A Sufficiently large field (?) for a finite group is a Splitting field (?) for every Subquotient (?) of the group. In particular, it is a splitting field for every subgroup as well as for every quotient group.

### Statement with symbols

Suppose $G$ is a finite group and $k$ is a sufficiently large field for $G$. Then, if $H \le K \le G$ and $H$ is a normal subgroup of $K$, then $k$ is a splitting field for the quotient group $K/H$.

## Related facts

### Converse

The converse of the statement is true. In fact, if a field is a splitting field for every subgroup of a finite group, then it is sufficiently large.
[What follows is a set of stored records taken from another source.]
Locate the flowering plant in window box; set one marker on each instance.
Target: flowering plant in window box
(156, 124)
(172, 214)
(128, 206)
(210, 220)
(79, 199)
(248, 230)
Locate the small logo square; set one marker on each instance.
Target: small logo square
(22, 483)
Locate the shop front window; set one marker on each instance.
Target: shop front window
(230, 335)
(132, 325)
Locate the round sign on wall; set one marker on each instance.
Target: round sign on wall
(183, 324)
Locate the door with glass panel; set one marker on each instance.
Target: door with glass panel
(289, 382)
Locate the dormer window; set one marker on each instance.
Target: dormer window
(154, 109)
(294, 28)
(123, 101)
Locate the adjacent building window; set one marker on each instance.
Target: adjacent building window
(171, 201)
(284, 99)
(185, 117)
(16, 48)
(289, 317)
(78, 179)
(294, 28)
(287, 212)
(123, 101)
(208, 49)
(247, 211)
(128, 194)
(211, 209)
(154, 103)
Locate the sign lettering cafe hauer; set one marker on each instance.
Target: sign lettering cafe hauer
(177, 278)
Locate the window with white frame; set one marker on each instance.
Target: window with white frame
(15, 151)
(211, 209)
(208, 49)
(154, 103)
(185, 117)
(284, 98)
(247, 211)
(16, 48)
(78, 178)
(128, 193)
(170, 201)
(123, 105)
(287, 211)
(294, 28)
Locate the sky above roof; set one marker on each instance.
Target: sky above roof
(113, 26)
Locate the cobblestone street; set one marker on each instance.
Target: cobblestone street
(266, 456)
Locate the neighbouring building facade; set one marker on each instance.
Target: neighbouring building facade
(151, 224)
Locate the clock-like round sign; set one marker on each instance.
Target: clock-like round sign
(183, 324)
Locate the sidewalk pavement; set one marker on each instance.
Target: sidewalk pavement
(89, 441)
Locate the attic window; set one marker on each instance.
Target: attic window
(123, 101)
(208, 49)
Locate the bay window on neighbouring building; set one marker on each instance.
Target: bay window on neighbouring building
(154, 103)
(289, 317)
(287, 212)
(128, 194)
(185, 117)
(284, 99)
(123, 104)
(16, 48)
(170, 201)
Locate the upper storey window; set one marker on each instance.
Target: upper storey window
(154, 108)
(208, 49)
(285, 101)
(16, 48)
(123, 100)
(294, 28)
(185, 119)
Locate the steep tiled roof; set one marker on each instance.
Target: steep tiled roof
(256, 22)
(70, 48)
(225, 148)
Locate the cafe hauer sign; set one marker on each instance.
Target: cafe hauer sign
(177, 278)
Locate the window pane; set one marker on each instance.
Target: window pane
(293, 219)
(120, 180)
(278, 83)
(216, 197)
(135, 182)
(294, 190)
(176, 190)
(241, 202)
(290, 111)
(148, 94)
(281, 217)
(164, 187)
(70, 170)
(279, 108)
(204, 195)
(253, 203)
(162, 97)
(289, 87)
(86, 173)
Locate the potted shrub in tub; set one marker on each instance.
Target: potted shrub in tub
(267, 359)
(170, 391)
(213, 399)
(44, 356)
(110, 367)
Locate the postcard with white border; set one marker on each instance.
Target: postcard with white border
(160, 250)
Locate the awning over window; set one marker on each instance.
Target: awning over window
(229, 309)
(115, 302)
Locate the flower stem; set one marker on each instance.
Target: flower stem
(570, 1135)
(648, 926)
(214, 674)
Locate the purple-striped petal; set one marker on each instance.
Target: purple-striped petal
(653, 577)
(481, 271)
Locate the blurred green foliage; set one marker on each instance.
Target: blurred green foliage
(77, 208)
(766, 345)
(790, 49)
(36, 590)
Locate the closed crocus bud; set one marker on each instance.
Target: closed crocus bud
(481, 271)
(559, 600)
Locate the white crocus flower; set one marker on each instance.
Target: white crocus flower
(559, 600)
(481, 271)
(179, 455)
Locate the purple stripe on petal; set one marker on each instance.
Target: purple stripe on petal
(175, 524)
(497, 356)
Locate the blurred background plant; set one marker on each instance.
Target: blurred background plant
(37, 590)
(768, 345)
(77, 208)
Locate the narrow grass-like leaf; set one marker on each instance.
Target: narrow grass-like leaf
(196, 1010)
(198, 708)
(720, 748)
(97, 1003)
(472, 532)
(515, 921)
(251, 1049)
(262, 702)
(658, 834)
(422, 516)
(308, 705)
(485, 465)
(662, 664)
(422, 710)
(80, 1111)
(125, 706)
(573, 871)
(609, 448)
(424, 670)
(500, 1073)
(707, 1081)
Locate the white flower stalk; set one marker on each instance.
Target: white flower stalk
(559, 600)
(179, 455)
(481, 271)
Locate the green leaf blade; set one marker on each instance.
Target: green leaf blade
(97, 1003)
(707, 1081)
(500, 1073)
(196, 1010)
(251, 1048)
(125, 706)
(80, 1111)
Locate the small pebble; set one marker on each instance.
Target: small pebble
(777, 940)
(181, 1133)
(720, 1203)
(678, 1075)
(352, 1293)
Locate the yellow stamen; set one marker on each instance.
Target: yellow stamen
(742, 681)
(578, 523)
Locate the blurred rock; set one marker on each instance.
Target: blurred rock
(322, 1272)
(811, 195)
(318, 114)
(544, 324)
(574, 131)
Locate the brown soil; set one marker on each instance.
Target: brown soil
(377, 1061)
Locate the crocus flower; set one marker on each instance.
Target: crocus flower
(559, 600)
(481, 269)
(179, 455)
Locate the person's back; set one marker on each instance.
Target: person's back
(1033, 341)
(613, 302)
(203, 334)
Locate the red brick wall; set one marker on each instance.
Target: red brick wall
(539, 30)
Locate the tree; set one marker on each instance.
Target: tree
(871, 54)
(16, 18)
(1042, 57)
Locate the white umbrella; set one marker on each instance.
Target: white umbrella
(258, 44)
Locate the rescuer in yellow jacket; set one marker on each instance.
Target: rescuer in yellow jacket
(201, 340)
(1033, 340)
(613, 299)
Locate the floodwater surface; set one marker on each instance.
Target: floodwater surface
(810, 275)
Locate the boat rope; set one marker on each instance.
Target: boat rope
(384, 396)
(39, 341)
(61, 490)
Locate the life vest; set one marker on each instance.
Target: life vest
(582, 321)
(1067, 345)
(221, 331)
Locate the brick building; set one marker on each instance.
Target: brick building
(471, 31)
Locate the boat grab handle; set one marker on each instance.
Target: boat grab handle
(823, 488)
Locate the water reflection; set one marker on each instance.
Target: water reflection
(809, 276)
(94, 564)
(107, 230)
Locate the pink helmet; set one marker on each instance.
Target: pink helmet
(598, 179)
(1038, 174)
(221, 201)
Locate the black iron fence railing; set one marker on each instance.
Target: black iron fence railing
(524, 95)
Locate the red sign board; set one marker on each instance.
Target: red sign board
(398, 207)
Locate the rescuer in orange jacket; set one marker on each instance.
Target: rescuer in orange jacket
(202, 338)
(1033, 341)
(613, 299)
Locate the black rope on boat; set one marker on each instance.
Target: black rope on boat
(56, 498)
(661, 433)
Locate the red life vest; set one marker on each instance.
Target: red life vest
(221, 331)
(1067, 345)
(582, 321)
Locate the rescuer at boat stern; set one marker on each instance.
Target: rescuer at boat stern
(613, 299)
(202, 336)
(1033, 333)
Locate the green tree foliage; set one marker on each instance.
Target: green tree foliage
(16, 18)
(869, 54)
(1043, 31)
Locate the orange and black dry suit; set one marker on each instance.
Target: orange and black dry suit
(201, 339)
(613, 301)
For full proof, refer: Splitting field for every subgroup implies sufficiently large

## Proof

Given: A group $G$, a sufficiently large field $k$ for $G$. Subgroups $H \le K \le G$ with $H$ normal in $K$.

To prove: $k$ is a splitting field for $K/H$.

Proof: By facts (2) and (3), the exponent of $K/H$ divides the exponent of $G$. By the definition of sufficiently large, the polynomial $x^d - 1$ splits completely into distinct linear factors over $k$, where $d$ is the exponent of $G$. Let $d'$ be the exponent of $K/H$. Then the polynomial $x^{d'} - 1$, being a factor of $x^d - 1$, also splits completely into linear factors over $k$. (A simpler way of saying this is that a field containing primitive $d^{th}$ roots of unity also contains primitive $d'^{th}$ roots of unity for $d' | d$).

Thus, $k$ is sufficiently large for $K/H$. Hence, by fact (1), $k$ is a splitting field for $K/H$.